Now we have a model that explains much more of the variation with an r2 of 0.65. Also, the p-values for the trend and seasonal components are both highly statistically significant. Let’s have a look at the separate components for trend and seasonal variation:

``plot.gam(M1, select = 1, shade = TRUE)``
``plot.gam(M1, select = 2, shade = TRUE)``

The seasonal component shown in Figure C.4 clearly shows the strong seasonal effect on O3 at this site (peaking in April). The trend component is actually linear in this case and could be modelled as such. This model looks much better, but as is often the case autocorrelation could remain important. The ACF is shown in Figure C.5 and shows there is still some short-term correlation in the residuals.

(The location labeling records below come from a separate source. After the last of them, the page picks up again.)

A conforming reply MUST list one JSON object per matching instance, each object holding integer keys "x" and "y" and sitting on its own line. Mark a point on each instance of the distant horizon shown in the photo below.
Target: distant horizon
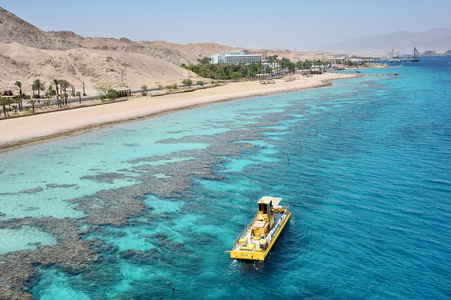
{"x": 294, "y": 26}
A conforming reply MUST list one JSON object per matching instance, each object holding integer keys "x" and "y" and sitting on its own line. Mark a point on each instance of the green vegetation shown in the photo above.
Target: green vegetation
{"x": 272, "y": 66}
{"x": 3, "y": 103}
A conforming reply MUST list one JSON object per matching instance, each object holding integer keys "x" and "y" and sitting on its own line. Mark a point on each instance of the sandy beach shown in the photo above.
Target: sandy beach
{"x": 39, "y": 128}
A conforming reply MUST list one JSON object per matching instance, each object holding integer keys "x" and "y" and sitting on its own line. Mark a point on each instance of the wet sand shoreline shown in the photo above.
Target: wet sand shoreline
{"x": 41, "y": 128}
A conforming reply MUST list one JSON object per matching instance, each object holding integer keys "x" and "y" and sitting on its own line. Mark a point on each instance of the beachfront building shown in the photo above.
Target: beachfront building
{"x": 236, "y": 57}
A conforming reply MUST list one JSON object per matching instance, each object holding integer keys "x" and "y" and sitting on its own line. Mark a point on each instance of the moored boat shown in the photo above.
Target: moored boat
{"x": 257, "y": 239}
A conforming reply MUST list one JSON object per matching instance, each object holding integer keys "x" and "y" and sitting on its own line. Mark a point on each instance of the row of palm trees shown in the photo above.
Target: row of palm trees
{"x": 60, "y": 93}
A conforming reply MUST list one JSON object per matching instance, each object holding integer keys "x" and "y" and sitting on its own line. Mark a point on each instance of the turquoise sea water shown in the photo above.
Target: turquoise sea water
{"x": 364, "y": 166}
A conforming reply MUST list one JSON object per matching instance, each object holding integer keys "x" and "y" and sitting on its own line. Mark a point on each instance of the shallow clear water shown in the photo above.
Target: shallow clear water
{"x": 364, "y": 166}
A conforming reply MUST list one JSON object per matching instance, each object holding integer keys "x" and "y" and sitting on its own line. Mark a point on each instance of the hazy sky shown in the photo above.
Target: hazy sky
{"x": 285, "y": 24}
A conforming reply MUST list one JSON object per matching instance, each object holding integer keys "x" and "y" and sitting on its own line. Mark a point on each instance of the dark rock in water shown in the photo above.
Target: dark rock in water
{"x": 105, "y": 177}
{"x": 31, "y": 191}
{"x": 55, "y": 185}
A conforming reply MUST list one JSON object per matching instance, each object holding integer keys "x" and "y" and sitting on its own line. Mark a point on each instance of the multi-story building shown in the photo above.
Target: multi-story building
{"x": 236, "y": 57}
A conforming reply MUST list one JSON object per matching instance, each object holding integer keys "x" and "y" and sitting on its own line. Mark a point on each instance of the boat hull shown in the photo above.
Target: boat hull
{"x": 258, "y": 253}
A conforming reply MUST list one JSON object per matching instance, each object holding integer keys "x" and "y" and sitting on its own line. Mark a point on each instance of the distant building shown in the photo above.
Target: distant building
{"x": 429, "y": 53}
{"x": 236, "y": 57}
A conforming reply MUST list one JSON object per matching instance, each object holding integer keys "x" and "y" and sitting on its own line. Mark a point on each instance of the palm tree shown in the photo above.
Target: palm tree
{"x": 19, "y": 85}
{"x": 144, "y": 88}
{"x": 3, "y": 102}
{"x": 65, "y": 96}
{"x": 64, "y": 85}
{"x": 39, "y": 86}
{"x": 33, "y": 102}
{"x": 56, "y": 82}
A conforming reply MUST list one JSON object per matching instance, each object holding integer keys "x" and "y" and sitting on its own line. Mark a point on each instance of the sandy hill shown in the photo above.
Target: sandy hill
{"x": 28, "y": 53}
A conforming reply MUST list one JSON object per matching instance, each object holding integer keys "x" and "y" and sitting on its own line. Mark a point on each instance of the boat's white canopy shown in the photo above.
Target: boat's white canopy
{"x": 266, "y": 199}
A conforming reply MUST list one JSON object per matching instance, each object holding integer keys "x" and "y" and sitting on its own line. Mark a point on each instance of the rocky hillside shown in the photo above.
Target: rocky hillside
{"x": 28, "y": 53}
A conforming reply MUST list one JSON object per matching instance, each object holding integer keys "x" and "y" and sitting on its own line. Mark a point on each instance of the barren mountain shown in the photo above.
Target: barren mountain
{"x": 28, "y": 53}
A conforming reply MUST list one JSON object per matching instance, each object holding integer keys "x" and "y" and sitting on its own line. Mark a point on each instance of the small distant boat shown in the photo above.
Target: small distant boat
{"x": 262, "y": 232}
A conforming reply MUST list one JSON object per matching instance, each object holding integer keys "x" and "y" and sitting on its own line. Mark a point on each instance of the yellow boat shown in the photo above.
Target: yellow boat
{"x": 262, "y": 232}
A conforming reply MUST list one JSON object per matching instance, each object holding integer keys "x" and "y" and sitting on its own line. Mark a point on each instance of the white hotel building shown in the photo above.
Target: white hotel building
{"x": 236, "y": 57}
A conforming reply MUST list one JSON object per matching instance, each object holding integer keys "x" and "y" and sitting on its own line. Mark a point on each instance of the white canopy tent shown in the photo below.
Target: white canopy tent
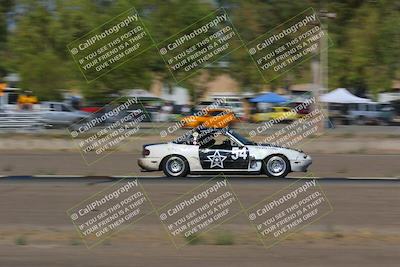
{"x": 342, "y": 96}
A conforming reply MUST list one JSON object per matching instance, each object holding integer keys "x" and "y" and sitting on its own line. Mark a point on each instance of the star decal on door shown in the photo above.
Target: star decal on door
{"x": 217, "y": 160}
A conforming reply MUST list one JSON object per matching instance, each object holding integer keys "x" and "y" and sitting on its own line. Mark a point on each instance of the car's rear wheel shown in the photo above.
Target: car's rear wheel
{"x": 175, "y": 166}
{"x": 277, "y": 166}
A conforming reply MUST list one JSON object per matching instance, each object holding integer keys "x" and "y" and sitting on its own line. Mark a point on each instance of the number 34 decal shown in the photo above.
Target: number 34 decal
{"x": 239, "y": 153}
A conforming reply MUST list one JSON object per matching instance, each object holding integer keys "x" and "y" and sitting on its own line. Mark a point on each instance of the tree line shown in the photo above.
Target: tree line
{"x": 34, "y": 34}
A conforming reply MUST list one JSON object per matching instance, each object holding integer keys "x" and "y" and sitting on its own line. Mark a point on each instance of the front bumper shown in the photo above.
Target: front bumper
{"x": 149, "y": 164}
{"x": 301, "y": 165}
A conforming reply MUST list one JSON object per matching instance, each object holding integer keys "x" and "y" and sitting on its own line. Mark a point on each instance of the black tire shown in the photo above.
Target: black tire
{"x": 175, "y": 166}
{"x": 276, "y": 166}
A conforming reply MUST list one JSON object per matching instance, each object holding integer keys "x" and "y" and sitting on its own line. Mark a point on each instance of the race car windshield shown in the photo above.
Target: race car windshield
{"x": 242, "y": 139}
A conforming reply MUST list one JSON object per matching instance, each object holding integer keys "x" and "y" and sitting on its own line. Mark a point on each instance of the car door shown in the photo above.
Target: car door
{"x": 224, "y": 155}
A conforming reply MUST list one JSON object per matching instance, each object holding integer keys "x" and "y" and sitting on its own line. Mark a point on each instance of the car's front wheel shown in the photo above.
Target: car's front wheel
{"x": 175, "y": 166}
{"x": 277, "y": 166}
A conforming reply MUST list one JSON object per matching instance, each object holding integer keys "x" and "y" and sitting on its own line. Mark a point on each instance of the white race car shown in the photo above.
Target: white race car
{"x": 221, "y": 150}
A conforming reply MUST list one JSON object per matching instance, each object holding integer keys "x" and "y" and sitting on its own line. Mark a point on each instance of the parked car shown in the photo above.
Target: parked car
{"x": 370, "y": 113}
{"x": 60, "y": 114}
{"x": 213, "y": 118}
{"x": 275, "y": 113}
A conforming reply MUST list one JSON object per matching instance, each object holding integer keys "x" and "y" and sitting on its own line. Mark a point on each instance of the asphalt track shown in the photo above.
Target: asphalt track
{"x": 362, "y": 230}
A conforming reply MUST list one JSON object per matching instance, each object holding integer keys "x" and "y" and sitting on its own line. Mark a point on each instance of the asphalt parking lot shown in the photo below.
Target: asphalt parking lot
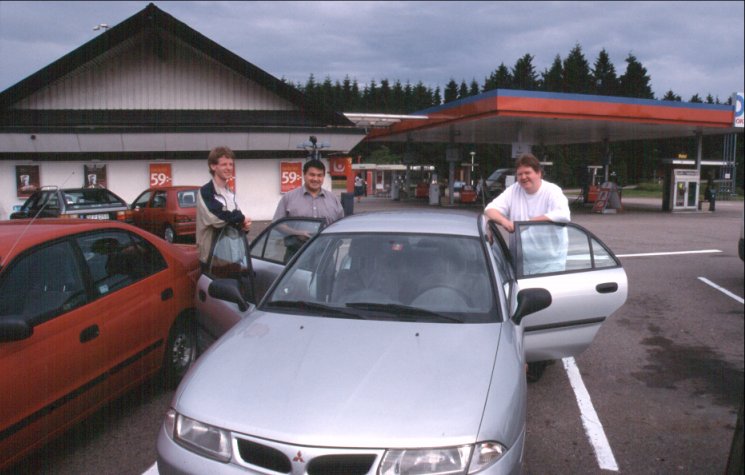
{"x": 657, "y": 392}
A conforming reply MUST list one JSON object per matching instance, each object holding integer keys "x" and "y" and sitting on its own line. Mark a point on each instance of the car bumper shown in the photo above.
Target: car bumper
{"x": 175, "y": 459}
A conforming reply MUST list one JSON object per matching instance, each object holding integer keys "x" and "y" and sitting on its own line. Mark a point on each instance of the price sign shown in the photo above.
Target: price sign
{"x": 160, "y": 174}
{"x": 290, "y": 176}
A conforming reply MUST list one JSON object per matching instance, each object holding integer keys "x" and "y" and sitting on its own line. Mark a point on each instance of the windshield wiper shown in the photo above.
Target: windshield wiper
{"x": 402, "y": 310}
{"x": 314, "y": 306}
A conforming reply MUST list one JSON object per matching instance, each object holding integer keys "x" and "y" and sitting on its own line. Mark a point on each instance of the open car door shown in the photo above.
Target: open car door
{"x": 585, "y": 279}
{"x": 236, "y": 277}
{"x": 276, "y": 245}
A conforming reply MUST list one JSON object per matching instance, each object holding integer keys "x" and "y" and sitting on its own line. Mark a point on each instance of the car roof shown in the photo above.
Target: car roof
{"x": 43, "y": 230}
{"x": 450, "y": 222}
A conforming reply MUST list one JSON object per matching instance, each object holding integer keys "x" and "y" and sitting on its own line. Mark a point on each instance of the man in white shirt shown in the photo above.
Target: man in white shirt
{"x": 530, "y": 198}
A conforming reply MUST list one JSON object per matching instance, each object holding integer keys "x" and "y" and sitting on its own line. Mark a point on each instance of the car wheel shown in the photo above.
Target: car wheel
{"x": 181, "y": 351}
{"x": 169, "y": 235}
{"x": 535, "y": 370}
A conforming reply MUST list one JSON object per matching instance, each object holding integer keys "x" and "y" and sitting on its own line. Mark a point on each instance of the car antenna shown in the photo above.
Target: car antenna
{"x": 18, "y": 239}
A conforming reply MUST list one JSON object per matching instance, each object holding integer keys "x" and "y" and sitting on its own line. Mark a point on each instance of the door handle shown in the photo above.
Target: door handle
{"x": 89, "y": 333}
{"x": 166, "y": 294}
{"x": 606, "y": 288}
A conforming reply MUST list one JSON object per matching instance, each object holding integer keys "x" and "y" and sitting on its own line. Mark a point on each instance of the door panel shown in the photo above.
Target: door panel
{"x": 586, "y": 282}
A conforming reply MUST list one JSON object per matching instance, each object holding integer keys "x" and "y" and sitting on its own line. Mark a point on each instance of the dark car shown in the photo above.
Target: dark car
{"x": 169, "y": 212}
{"x": 88, "y": 310}
{"x": 88, "y": 203}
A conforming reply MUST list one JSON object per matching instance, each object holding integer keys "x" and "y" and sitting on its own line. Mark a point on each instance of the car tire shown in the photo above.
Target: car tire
{"x": 169, "y": 234}
{"x": 180, "y": 352}
{"x": 535, "y": 370}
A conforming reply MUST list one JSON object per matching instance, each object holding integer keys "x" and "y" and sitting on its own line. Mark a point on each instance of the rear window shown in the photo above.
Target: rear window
{"x": 92, "y": 198}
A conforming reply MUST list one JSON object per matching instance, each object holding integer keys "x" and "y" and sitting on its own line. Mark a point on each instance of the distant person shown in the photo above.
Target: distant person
{"x": 216, "y": 205}
{"x": 310, "y": 200}
{"x": 359, "y": 187}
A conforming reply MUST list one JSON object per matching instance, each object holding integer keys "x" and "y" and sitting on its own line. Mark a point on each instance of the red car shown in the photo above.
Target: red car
{"x": 169, "y": 212}
{"x": 88, "y": 310}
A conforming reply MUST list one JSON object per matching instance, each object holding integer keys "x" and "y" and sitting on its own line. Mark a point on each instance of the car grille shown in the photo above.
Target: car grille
{"x": 281, "y": 458}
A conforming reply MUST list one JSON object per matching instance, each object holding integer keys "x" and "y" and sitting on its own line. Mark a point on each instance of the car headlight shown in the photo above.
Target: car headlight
{"x": 441, "y": 461}
{"x": 199, "y": 437}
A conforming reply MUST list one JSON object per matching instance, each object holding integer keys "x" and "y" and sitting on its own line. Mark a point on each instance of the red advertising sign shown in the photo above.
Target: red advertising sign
{"x": 291, "y": 176}
{"x": 160, "y": 174}
{"x": 340, "y": 166}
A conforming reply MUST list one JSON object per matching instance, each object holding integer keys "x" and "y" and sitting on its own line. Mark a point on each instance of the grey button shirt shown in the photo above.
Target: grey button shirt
{"x": 300, "y": 203}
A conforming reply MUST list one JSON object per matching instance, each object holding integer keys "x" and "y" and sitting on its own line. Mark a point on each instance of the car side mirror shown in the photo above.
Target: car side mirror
{"x": 14, "y": 329}
{"x": 227, "y": 289}
{"x": 531, "y": 301}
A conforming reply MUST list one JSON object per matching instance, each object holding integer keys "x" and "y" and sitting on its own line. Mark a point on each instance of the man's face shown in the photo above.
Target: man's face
{"x": 224, "y": 168}
{"x": 314, "y": 179}
{"x": 529, "y": 179}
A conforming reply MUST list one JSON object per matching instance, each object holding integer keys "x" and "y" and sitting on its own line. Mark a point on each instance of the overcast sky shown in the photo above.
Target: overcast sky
{"x": 687, "y": 47}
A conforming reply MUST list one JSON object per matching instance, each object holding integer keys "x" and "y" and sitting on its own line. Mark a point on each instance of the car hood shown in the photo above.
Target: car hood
{"x": 345, "y": 383}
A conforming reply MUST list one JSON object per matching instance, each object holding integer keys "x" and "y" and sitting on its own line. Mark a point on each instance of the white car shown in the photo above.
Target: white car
{"x": 393, "y": 343}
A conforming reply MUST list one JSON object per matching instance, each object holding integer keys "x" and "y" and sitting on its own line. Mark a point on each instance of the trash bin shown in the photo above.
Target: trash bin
{"x": 395, "y": 194}
{"x": 434, "y": 194}
{"x": 347, "y": 203}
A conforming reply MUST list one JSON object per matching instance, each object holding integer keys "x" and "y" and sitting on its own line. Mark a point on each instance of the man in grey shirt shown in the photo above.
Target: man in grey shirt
{"x": 310, "y": 200}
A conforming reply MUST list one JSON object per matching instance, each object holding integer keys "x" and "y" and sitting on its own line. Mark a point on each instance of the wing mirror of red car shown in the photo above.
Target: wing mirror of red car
{"x": 14, "y": 329}
{"x": 530, "y": 301}
{"x": 227, "y": 289}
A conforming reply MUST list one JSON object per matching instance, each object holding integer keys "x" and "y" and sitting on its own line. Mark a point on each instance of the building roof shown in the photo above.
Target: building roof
{"x": 505, "y": 116}
{"x": 297, "y": 115}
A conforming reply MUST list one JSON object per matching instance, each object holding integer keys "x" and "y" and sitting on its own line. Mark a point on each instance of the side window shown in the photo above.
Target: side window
{"x": 142, "y": 200}
{"x": 547, "y": 248}
{"x": 117, "y": 259}
{"x": 159, "y": 200}
{"x": 42, "y": 284}
{"x": 284, "y": 239}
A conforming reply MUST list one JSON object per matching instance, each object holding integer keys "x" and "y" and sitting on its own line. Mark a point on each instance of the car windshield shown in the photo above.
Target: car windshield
{"x": 400, "y": 277}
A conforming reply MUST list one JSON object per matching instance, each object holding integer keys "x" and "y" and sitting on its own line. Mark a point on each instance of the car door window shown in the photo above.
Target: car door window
{"x": 43, "y": 284}
{"x": 280, "y": 242}
{"x": 116, "y": 259}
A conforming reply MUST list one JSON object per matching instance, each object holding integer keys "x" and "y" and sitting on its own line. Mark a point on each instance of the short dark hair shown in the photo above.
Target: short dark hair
{"x": 528, "y": 160}
{"x": 314, "y": 163}
{"x": 215, "y": 155}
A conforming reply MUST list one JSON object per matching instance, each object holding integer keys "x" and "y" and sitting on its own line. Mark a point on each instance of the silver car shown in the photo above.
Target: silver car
{"x": 392, "y": 343}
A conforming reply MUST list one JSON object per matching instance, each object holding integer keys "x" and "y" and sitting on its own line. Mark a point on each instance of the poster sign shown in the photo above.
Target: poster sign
{"x": 27, "y": 180}
{"x": 340, "y": 166}
{"x": 739, "y": 117}
{"x": 291, "y": 176}
{"x": 94, "y": 176}
{"x": 160, "y": 174}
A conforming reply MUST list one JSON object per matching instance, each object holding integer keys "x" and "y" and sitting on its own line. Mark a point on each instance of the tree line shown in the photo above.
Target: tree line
{"x": 634, "y": 161}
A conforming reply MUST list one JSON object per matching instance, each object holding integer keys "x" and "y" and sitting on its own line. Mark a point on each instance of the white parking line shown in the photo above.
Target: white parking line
{"x": 673, "y": 253}
{"x": 721, "y": 289}
{"x": 590, "y": 420}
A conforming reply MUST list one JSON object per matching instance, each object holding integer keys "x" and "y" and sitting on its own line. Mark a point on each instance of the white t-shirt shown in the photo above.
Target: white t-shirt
{"x": 517, "y": 205}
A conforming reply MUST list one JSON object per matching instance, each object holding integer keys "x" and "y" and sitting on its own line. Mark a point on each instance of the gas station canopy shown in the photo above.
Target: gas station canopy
{"x": 505, "y": 116}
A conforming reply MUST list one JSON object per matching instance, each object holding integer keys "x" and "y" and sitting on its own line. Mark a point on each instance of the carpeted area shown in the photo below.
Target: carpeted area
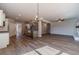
{"x": 46, "y": 50}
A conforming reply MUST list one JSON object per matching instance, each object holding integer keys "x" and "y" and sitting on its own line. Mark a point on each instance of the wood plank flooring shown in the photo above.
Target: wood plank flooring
{"x": 25, "y": 44}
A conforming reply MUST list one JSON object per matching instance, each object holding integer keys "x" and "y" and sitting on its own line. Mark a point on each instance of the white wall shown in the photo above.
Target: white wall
{"x": 12, "y": 27}
{"x": 66, "y": 27}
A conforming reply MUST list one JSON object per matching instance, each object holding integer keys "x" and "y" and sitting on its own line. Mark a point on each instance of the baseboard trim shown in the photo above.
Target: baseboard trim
{"x": 63, "y": 35}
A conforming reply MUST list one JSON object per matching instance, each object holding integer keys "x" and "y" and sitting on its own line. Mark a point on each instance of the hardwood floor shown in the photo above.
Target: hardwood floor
{"x": 25, "y": 44}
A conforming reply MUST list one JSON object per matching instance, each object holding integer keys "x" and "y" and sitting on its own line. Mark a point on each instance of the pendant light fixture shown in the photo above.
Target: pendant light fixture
{"x": 37, "y": 12}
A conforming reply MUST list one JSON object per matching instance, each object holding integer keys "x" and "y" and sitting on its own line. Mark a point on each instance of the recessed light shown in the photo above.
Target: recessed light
{"x": 16, "y": 17}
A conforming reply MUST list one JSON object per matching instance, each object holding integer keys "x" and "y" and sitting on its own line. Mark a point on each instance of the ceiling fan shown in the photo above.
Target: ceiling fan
{"x": 59, "y": 20}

Note also that there are other diagnostic tests one should consider when comparing these models that are not shown here e.g. such as considering the normality of the residuals. Indeed a consideration of the residuals shows that the model fails to some extent in explaining the very low values of O3, which can be seen in Figure C.1. These few points (which skew the residuals) may well be associated with air masses from the polluted regions of Europe. Better and more useful models would likely be possible if the data were split my airmass origin, which is something that will be returned to when openair includes a consideration of back trajectories.

``acf(residuals(M1))``

Further tests, also considering the partial autocorrelation function (PACF) suggest that an AR1 model is suitable for modelling this short-term autocorrelation. This is where modelling using a GAMM (Generalized Additive Mixed Model) comes in because it is possible to model the short-term autocorrelation using a linear mixed model. The `gamm` function uses the package nmle and the Generalized Linear Mixed Model (GLMM) fitting routine. In the M2 model below the correlation structure is considered explicitly.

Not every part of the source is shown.